Clearly people on higher incomes can afford to save more. Under this model they also need to save a higher proportion of their incomes in order to maintain their standard of living in retirement.
At the 75th percentile, for example (where three of your contemporaries have lower incomes for every one who has a higher income), the model says single people should be saving 10 per cent of their after-tax income if they are between 45 and 54, or 13 per cent if they are between 55 and 64.
For couples at that point in the income scale the prescribed savings rates are 23 per cent and 31 per cent respectively.
So how are we doing by these standards of thrift and providence?
Based on the same Sofie data and some educated guesswork about household expenditures, most people are saving enough.
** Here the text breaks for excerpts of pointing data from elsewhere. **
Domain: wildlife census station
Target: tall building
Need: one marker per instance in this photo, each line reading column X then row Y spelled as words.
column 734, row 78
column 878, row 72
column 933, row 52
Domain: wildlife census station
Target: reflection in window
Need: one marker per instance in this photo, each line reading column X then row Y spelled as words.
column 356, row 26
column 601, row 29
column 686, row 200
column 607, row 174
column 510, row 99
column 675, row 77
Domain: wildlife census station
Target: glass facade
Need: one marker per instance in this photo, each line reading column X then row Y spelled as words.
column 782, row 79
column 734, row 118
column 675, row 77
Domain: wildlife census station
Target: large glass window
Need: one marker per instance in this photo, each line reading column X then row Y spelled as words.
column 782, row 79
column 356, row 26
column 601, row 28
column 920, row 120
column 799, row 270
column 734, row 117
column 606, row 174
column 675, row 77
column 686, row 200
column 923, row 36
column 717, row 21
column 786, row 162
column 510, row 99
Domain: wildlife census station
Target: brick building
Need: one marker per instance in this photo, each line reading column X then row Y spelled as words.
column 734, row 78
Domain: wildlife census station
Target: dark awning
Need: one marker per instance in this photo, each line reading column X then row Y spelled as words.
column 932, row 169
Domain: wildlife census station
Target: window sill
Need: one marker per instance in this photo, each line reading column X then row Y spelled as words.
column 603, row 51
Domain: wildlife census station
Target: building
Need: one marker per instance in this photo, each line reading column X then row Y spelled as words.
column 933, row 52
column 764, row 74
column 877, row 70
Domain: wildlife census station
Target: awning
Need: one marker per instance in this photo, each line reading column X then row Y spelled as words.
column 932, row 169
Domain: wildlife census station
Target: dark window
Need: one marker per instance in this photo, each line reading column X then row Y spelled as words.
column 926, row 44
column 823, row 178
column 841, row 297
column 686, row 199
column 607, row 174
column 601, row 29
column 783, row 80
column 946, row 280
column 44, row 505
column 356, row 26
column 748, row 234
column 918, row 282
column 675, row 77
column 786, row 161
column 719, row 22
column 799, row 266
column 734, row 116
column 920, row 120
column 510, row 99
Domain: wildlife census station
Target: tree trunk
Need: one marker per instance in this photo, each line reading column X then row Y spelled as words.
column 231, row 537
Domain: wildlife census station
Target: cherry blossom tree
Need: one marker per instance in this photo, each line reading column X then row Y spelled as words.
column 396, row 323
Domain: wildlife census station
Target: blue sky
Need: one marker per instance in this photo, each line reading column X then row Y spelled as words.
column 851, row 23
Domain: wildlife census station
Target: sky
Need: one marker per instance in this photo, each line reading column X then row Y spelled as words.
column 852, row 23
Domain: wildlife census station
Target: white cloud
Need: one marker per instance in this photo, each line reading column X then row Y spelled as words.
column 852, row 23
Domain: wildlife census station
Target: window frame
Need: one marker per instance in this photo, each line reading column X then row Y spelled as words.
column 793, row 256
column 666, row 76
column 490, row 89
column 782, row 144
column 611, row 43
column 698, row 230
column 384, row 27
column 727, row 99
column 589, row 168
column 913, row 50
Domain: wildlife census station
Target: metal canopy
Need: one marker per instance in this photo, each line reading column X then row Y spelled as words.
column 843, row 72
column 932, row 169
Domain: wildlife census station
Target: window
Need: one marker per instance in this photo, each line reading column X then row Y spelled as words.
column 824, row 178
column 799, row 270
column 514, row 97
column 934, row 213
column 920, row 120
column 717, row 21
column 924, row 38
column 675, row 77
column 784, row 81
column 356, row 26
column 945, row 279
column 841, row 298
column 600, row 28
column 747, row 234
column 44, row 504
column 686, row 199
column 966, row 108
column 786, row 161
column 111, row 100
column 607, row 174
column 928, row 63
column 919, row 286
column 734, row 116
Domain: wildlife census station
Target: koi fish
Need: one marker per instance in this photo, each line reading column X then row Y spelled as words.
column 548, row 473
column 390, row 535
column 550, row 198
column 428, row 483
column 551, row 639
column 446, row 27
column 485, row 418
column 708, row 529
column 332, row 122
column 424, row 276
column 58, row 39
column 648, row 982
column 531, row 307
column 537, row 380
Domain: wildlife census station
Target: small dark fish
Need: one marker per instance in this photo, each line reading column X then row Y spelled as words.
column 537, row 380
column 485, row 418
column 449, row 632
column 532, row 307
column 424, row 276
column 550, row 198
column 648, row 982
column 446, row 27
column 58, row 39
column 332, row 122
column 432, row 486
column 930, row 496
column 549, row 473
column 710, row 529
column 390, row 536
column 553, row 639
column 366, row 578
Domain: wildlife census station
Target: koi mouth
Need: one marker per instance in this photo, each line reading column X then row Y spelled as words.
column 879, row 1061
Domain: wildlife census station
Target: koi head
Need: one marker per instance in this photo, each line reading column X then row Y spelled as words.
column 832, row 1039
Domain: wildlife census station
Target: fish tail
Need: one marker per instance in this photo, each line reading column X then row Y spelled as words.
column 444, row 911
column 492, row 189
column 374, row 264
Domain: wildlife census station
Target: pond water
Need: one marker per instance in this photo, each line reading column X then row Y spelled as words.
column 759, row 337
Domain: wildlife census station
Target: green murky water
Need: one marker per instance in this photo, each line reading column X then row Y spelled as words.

Put the other way, 37 per cent of couples between 45 and 64 are not saving enough and between 28 and 34 per cent of single people aren't either.
Those results assume people want to maintain their pre-retirement consumption levels all through their retirement years.
In practice, however, people tend to consume less after they retire.
When the model is run assuming that superannuitants' consumption declines with advancing years the proportion of couples not saving enough falls to 13 per cent for those in the decade before retirement and 26 per cent for the 10 years before that. For the singles the proportions fall to 9 and 18 per cent respectively.
An obvious limitation in this approach is that it makes no allowance for uncertainty.
It asks how much wealth a group of people would need to accumulate if they were to use it all up before they die and maintain the same standard of living throughout. It is based on average life expectancies.
"In the face of uncertainty some precautionary savings may be accumulated which, if not needed, may lead to bequests," Gibson said.
But some of the risks precautionary savings might otherwise be accumulated for are taken care of by the state, such as rest-home care for those whose assets and income fall below a certain level.
Further research along these lines should illuminate who the groups are who are not saving enough, and whether policies like KiwiSaver accurately target them.
It is important to remember Gibson's paper is confined to people in their peak earning years, 45 to 54, and in the subsequent decade before retirement.
For younger age groups the assumption of no change to New Zealand Superannuation may be subject to greater political risk.
A later age of eligibility or some form of means testing would reduce the value of this "asset".
And the flipside of not counting the family home as an asset is the assumption that by the time they retire most people own the roof over their heads.
But year after year as house price inflation outstrips wage growth that assumption becomes more and more unsafe.